Modern consumer and industrial electronic devices require storage of information, such as digital photographs, electronic mail, calendar, or contacts. These devices can be electronic systems, such as notebook computers, desktop computers, servers, televisions, and projectors, and are providing increasing levels of functionality to support modern life. Preserving the user data stored in the storage devices is of the utmost importance.

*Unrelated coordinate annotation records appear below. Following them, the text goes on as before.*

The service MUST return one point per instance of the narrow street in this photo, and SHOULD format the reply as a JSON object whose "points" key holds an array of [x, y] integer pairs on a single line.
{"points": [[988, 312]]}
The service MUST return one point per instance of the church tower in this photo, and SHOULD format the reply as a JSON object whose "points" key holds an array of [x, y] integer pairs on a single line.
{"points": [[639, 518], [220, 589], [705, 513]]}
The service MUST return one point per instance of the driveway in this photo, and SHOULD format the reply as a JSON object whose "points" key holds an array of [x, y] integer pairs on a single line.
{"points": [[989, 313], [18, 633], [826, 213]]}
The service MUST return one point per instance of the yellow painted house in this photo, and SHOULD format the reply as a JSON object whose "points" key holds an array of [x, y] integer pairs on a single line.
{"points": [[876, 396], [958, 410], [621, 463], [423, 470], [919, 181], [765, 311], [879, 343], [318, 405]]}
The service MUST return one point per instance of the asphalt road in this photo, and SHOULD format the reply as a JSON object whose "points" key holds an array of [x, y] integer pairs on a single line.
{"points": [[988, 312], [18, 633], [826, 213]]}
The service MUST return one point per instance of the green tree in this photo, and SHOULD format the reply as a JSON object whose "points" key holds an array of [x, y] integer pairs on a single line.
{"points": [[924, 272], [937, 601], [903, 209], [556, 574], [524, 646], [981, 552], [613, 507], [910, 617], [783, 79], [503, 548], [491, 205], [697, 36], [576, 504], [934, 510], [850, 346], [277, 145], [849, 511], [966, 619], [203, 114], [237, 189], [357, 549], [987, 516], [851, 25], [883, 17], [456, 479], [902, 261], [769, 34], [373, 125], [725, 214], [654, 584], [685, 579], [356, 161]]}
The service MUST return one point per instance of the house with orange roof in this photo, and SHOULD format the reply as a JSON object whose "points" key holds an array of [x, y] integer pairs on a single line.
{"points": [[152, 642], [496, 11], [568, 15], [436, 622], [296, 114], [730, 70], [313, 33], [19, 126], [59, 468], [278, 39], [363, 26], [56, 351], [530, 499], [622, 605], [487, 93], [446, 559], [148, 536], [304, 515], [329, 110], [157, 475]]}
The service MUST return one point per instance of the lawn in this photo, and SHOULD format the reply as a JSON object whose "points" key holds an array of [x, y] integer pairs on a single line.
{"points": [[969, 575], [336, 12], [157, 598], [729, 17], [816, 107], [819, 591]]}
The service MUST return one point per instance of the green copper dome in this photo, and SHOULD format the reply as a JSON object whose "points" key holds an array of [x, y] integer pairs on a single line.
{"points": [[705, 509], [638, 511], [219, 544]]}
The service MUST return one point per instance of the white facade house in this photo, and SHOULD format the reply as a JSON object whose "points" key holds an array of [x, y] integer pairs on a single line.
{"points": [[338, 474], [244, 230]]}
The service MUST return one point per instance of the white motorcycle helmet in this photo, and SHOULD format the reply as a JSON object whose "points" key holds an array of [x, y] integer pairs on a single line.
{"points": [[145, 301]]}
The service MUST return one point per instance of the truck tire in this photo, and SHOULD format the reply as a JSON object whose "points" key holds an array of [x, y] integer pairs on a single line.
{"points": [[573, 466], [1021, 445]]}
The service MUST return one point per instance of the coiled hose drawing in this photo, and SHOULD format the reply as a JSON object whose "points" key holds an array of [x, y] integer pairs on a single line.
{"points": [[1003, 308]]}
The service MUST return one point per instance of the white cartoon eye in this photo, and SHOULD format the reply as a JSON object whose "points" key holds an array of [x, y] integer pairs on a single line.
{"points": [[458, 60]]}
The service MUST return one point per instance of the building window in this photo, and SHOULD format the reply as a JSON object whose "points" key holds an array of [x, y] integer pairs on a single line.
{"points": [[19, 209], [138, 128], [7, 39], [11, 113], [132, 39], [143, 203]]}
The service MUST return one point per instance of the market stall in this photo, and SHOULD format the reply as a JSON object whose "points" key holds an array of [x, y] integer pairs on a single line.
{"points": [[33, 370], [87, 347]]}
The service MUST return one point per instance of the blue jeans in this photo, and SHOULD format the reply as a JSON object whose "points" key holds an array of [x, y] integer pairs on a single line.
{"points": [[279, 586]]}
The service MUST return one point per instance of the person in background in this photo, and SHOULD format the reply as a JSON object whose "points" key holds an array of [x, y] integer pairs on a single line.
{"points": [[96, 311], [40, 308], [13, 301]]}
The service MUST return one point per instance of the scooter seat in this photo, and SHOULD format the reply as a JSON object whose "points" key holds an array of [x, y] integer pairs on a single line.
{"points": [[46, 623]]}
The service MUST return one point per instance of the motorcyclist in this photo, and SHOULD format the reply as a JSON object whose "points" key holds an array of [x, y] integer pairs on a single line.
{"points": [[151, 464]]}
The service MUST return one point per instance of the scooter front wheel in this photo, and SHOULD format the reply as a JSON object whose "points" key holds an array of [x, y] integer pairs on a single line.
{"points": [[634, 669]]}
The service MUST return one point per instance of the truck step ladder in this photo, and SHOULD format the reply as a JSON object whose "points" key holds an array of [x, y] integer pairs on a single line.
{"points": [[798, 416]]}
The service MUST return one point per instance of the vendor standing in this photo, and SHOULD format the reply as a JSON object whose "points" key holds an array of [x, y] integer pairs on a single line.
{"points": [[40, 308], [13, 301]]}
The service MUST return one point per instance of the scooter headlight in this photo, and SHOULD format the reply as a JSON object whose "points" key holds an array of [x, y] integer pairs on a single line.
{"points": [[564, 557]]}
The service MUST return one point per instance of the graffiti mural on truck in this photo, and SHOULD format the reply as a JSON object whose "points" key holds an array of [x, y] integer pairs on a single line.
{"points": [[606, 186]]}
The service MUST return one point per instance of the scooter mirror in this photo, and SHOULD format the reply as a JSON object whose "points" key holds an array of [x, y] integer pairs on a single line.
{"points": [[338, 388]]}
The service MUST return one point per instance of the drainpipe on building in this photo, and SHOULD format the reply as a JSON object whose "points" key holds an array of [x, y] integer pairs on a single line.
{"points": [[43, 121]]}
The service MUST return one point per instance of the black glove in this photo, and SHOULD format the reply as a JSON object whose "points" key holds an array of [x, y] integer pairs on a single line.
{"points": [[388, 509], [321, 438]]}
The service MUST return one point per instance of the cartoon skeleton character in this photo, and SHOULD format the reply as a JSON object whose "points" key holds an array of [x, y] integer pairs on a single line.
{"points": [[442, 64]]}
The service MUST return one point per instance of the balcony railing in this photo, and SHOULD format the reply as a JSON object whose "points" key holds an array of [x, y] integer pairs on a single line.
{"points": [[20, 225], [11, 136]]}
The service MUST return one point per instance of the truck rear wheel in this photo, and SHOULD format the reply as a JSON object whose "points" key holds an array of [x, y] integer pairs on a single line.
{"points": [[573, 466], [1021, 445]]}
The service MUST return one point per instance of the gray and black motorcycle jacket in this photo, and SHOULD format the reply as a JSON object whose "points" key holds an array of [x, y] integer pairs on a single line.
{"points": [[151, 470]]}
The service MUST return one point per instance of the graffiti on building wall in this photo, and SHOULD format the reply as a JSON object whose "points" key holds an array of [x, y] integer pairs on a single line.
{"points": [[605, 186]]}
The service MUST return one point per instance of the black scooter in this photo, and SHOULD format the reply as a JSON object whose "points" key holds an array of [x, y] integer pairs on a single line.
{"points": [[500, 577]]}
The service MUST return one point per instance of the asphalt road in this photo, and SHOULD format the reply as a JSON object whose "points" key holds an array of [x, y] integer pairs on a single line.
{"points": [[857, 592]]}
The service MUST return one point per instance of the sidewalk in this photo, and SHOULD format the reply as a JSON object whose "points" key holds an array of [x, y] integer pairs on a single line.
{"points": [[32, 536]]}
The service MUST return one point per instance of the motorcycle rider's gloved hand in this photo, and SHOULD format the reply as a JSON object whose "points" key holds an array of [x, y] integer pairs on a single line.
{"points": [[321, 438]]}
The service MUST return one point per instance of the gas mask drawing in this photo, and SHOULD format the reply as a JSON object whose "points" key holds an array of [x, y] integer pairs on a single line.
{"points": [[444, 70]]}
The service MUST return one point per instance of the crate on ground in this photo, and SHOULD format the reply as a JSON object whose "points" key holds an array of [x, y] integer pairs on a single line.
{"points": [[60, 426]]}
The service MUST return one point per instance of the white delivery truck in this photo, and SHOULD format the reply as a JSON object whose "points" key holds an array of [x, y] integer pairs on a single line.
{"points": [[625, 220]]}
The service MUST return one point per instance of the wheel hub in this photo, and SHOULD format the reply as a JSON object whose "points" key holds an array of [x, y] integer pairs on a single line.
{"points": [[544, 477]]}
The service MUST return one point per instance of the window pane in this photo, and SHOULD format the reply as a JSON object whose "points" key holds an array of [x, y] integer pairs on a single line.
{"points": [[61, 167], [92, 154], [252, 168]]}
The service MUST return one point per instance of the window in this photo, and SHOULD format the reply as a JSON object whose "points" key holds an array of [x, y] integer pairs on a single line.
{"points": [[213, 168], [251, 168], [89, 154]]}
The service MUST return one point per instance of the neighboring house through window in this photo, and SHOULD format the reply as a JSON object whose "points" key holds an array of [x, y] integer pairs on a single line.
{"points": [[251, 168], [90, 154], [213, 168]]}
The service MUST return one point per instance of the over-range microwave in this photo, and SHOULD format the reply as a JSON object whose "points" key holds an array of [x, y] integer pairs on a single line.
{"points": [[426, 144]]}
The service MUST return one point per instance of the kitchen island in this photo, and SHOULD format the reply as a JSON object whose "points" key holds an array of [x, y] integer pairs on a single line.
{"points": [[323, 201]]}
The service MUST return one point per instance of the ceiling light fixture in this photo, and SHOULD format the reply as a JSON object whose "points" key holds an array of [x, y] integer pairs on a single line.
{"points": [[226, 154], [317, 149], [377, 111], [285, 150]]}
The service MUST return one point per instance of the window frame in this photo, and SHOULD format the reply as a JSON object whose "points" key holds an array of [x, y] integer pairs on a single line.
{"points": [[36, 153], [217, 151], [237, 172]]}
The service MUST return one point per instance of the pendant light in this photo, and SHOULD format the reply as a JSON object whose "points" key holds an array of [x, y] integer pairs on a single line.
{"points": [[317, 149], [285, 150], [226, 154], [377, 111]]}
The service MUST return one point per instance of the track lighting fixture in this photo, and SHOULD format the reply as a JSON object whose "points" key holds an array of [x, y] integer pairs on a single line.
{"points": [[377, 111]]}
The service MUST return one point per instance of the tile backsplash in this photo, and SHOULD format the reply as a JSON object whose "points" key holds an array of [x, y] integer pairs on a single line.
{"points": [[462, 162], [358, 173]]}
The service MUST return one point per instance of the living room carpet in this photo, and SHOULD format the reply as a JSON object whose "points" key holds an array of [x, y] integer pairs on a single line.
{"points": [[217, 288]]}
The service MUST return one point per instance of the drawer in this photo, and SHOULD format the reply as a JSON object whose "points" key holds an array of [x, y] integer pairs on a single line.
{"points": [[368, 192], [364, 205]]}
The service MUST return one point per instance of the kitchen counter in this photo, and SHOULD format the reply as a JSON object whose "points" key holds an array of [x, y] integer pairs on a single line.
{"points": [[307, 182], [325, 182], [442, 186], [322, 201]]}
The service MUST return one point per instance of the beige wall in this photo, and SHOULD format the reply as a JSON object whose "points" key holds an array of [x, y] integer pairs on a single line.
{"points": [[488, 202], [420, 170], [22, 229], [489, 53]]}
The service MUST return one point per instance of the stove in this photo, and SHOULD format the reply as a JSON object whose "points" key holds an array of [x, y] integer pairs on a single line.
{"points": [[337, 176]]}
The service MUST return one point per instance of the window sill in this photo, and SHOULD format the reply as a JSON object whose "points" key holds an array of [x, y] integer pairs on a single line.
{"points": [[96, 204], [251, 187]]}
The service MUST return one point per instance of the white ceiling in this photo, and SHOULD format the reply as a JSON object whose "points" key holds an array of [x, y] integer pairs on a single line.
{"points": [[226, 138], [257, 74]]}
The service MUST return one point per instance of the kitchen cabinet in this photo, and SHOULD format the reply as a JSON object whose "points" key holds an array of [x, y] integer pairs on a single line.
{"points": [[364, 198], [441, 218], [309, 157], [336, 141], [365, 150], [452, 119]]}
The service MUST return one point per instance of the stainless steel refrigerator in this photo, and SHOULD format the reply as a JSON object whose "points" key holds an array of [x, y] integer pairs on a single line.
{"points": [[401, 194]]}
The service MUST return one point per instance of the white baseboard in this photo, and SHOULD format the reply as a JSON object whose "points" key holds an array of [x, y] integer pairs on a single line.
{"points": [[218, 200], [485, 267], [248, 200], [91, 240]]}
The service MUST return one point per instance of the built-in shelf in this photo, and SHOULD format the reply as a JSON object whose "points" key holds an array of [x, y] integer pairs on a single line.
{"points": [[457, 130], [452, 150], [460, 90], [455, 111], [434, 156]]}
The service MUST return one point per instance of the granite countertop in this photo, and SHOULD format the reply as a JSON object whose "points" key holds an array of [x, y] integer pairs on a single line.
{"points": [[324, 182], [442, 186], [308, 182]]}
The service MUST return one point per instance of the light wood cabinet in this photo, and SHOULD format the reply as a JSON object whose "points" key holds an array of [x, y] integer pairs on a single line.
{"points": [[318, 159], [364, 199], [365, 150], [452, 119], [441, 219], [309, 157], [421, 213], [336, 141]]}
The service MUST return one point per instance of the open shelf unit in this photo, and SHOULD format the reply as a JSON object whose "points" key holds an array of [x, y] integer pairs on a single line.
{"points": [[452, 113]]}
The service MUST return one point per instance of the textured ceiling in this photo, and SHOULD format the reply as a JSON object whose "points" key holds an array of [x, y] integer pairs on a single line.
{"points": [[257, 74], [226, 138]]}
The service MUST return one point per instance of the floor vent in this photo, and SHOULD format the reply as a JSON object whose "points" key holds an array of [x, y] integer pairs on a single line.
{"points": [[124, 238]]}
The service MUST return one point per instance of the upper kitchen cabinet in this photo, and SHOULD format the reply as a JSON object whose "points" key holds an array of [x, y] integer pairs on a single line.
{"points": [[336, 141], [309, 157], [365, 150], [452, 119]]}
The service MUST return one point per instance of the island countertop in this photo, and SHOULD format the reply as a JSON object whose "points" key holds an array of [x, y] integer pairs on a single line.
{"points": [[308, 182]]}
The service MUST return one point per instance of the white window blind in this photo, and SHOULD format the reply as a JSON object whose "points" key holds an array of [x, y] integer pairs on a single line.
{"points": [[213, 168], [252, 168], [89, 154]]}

Different approaches have been used to monitor the general condition of the stored data. With increasing areal density trade-offs are increasingly difficult and challenging to make. The primary purpose, of course, is to maintain high level of signal to noise ratio (SNR) for a given design with ever shrinking track pitch and the ability to stay on-track without increasing servo wedge overhead. In principle, the higher the track per inch (TPI) density, the harder it is to stay on-track without increasing the number of servo wedges, which increases the incidence of servo positional error signal (PES) related write aborts and potential adjacent track writes/corruptions.
A conventional defense to combat this type of data loss is to make the write unsafe (WUS) limit, which is used to abort a write, as small as possible without severely degrading write performance. With ever increasing TPI this capability can only shrink. Furthermore, similar condition can be created even without write abort. As long as there are small off-track writes (still within WUS limit), the adjacent track will likely be compromised.